Have you ever read something in a book—or have maybe you read an entire book—then found yourself almost immediately having forgotten what you read the moment you put the book down?
It can feel like a wasted effort, to invest any amount of time to learning something new, only to feel like you learned nothing afterward.
Of course that’s not how the brain works. We know that there’s a lot happening in our brains than our higher level consciousness is unaware of. Our brains are using billions of neurons to process billions of little pieces of information in any given moment. When you read, or experience something, the changes these things make on your brain occur whether you feel it or not.

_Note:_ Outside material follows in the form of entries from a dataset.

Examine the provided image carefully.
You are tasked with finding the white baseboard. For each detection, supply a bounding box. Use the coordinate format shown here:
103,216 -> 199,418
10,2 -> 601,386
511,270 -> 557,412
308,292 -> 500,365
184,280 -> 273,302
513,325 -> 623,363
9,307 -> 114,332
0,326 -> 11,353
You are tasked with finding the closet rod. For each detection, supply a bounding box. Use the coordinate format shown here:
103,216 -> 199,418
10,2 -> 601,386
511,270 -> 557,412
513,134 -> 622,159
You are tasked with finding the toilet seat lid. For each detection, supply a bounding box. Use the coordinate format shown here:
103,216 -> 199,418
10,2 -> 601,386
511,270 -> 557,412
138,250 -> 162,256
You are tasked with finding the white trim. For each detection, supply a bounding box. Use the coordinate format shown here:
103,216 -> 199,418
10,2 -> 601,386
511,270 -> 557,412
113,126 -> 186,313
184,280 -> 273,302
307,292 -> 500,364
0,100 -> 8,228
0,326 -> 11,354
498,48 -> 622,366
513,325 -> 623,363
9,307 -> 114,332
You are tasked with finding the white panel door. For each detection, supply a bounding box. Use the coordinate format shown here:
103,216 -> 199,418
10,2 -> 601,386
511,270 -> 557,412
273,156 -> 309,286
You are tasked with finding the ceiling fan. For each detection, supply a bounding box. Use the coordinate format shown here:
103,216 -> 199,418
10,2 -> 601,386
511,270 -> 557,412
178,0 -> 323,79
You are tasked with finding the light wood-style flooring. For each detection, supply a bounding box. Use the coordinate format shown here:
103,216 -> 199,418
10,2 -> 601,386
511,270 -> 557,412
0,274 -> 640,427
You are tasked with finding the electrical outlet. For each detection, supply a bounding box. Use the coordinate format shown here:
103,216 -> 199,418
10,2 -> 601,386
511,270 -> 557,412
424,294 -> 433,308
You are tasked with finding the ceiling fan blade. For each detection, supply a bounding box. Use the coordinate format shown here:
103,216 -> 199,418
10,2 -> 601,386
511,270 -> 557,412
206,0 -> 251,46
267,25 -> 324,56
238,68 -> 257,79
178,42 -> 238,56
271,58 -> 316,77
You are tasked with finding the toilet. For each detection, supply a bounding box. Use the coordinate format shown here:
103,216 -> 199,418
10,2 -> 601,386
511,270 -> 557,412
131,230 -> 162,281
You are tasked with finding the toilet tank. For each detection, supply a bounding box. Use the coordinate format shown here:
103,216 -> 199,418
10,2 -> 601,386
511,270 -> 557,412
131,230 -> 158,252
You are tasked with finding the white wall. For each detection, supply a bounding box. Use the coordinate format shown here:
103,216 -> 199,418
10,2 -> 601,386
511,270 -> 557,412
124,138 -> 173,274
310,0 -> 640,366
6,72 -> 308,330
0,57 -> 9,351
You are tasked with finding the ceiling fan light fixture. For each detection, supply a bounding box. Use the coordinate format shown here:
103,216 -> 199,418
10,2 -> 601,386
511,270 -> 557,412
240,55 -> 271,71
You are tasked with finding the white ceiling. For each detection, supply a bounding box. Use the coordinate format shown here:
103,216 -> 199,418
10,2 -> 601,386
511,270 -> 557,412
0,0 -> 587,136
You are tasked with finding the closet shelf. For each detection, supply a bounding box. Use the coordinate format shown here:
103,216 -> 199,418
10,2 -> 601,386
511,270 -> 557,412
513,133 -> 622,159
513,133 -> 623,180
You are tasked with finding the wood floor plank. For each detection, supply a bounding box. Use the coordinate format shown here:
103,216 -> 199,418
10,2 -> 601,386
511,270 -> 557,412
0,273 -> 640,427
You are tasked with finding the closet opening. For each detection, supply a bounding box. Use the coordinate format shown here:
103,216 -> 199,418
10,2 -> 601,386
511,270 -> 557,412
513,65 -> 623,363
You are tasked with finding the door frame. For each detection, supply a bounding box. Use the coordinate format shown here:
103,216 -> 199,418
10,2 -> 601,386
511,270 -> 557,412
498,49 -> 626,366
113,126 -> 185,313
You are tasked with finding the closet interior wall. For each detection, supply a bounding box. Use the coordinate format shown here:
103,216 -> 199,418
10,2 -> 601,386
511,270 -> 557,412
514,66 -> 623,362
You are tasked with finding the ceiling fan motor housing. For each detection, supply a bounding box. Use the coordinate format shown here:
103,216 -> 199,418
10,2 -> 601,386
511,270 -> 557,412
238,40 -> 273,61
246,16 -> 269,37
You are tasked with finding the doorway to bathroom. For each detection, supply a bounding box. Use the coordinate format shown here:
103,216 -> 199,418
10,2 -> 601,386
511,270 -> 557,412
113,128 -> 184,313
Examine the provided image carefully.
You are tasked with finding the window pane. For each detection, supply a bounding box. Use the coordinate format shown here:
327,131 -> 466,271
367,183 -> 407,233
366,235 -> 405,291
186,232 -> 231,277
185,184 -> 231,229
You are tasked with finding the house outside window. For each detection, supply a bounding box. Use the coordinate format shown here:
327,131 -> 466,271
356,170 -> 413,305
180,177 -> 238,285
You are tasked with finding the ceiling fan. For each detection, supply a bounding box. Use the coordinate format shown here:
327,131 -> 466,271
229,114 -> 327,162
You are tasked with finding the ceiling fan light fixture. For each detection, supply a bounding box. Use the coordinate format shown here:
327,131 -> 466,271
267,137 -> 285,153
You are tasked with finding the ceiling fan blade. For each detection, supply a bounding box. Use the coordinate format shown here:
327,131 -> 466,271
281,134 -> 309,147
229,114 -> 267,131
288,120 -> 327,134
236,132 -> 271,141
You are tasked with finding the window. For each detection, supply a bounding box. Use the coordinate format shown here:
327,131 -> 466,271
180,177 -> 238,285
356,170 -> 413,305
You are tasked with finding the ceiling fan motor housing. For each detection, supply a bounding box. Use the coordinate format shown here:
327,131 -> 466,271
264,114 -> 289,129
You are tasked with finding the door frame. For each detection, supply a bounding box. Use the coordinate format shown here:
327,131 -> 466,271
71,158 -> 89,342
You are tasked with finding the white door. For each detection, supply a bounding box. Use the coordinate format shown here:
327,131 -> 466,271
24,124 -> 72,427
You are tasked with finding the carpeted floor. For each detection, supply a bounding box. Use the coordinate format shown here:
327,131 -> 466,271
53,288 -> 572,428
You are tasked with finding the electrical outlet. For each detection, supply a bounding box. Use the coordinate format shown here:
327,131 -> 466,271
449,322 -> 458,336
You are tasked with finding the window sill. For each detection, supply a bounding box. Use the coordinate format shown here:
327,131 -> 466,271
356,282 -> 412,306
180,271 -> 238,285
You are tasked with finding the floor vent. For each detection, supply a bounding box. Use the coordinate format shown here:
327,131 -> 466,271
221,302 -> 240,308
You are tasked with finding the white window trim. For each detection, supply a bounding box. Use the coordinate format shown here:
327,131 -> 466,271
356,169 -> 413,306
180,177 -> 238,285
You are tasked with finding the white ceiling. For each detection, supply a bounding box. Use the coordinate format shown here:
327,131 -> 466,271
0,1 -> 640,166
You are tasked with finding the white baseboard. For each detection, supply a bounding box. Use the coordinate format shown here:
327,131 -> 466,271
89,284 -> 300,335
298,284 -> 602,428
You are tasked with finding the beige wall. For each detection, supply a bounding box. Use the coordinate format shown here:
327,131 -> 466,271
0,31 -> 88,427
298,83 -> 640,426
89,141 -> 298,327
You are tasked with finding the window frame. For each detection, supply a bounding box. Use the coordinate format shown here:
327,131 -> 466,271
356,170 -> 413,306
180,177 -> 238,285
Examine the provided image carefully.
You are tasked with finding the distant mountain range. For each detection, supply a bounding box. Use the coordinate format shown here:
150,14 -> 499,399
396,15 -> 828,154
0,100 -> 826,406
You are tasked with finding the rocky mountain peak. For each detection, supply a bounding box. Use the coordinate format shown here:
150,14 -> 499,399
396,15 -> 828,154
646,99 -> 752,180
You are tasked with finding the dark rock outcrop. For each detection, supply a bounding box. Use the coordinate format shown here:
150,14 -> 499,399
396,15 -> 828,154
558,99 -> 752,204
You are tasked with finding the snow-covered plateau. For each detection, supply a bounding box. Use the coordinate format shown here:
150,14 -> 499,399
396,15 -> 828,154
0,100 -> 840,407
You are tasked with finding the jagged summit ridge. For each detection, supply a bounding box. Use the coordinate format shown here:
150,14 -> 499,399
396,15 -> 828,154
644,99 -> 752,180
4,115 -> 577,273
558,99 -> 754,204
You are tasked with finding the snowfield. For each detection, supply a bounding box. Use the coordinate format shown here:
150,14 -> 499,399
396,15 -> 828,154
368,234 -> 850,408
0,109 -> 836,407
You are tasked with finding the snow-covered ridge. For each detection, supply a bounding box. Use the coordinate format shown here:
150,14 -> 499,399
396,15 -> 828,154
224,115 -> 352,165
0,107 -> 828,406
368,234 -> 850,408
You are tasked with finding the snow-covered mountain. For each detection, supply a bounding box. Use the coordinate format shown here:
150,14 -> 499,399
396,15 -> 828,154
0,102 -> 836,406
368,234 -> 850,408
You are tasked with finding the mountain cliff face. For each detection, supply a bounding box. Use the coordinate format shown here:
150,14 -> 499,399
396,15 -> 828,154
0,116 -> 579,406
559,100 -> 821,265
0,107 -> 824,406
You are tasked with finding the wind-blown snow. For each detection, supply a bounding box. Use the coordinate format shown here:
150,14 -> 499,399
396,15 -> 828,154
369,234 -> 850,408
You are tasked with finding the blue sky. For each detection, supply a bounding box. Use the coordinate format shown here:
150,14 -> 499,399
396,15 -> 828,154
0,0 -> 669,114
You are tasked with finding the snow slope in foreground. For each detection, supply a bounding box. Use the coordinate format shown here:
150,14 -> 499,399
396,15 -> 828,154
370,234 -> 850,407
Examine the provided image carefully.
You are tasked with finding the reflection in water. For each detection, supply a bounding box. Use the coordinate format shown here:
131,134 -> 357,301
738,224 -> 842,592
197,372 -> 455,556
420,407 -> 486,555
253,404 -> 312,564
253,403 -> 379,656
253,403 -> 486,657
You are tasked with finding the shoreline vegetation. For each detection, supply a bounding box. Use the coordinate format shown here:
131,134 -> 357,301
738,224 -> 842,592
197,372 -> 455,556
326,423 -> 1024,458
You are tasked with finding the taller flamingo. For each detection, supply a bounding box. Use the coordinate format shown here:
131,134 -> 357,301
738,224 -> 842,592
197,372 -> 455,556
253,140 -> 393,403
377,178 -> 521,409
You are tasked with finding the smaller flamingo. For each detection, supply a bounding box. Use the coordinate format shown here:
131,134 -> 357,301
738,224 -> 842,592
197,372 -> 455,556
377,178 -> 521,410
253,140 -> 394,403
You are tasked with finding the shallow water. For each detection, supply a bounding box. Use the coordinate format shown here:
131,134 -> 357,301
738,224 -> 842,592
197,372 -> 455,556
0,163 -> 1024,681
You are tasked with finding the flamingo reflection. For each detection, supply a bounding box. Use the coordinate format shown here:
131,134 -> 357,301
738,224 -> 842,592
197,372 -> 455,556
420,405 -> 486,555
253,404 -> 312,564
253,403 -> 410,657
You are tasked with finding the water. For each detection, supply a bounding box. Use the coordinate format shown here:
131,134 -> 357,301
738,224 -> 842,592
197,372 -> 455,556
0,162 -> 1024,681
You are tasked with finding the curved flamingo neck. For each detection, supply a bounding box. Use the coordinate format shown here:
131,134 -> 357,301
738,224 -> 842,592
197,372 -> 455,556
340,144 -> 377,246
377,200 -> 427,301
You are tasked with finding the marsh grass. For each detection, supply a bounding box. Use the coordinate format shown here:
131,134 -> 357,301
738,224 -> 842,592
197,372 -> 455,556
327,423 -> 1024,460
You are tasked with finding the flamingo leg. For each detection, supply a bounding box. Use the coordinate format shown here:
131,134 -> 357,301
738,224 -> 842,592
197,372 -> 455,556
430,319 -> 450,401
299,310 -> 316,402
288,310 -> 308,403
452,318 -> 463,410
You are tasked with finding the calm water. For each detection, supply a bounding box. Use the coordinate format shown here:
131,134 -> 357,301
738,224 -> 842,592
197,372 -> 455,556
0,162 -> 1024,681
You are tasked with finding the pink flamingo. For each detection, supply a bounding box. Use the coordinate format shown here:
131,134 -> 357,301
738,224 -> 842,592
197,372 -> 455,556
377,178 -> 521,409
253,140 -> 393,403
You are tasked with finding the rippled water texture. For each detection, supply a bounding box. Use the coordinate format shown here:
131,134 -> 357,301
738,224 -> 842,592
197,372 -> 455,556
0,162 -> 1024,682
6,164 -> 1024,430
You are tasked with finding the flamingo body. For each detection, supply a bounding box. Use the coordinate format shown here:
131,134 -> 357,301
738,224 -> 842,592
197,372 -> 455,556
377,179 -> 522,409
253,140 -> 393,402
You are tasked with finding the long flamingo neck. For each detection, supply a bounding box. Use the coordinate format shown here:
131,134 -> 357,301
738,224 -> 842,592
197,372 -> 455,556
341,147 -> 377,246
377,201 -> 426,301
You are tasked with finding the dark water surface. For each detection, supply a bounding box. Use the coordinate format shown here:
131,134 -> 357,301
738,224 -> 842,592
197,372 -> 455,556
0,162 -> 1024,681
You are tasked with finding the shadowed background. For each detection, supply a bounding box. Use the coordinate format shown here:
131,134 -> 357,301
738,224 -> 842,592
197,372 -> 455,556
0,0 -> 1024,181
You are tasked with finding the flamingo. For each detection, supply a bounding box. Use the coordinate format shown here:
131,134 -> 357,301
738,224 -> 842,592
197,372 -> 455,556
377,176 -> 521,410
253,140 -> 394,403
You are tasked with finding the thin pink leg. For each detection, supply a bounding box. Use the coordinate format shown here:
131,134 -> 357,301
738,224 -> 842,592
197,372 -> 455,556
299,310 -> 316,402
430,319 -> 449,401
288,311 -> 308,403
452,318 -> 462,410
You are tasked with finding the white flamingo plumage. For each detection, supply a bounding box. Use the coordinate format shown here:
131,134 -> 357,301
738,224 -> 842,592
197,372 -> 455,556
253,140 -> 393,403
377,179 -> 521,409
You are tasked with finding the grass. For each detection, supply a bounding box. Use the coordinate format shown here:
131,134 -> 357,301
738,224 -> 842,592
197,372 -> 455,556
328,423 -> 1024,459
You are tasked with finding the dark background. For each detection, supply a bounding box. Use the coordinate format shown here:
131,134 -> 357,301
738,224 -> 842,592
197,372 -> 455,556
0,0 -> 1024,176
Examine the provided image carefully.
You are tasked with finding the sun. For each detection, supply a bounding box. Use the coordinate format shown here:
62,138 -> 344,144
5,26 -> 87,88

You may not consciously be able to pull certain, precise, bits of information from that book you read last summer, but your brain was undoubtedly influenced by it.
When it comes to creativity, the more information we have to pull from and smash together, the more capable we are of imagining new and unique possibilities. Yet, if we can’t pull that information readily to mind, does it have the same impact?
I believe the answer is unequivocally yes. Because what you experience—whether it’s reading a book, chatting a stranger, or starting a new hobby—physically changes your brain. You cannot reverse the change, as the information has already influenced your brain. Even if you don’t exactly retain all of the knowledge from the experience, your brain is forever going to be imprinted with the experience.
Maybe the information will percolate up when you least expect it. Perhaps, when it does, you won’t even be able to recall where you first acquired the knowledge. You’ll believe things yet struggle to remember when you first came to believe them.
Not being able to recall everything from what you ready is a powerful excuse to avoid reading in the first place, but the impact reading—or traveling, or trying something new, or meditation—has on your brain is very real.
If you want to think more creatively, give your brain the fuel it needs to make as many connections as it can. Reading is a good place to start.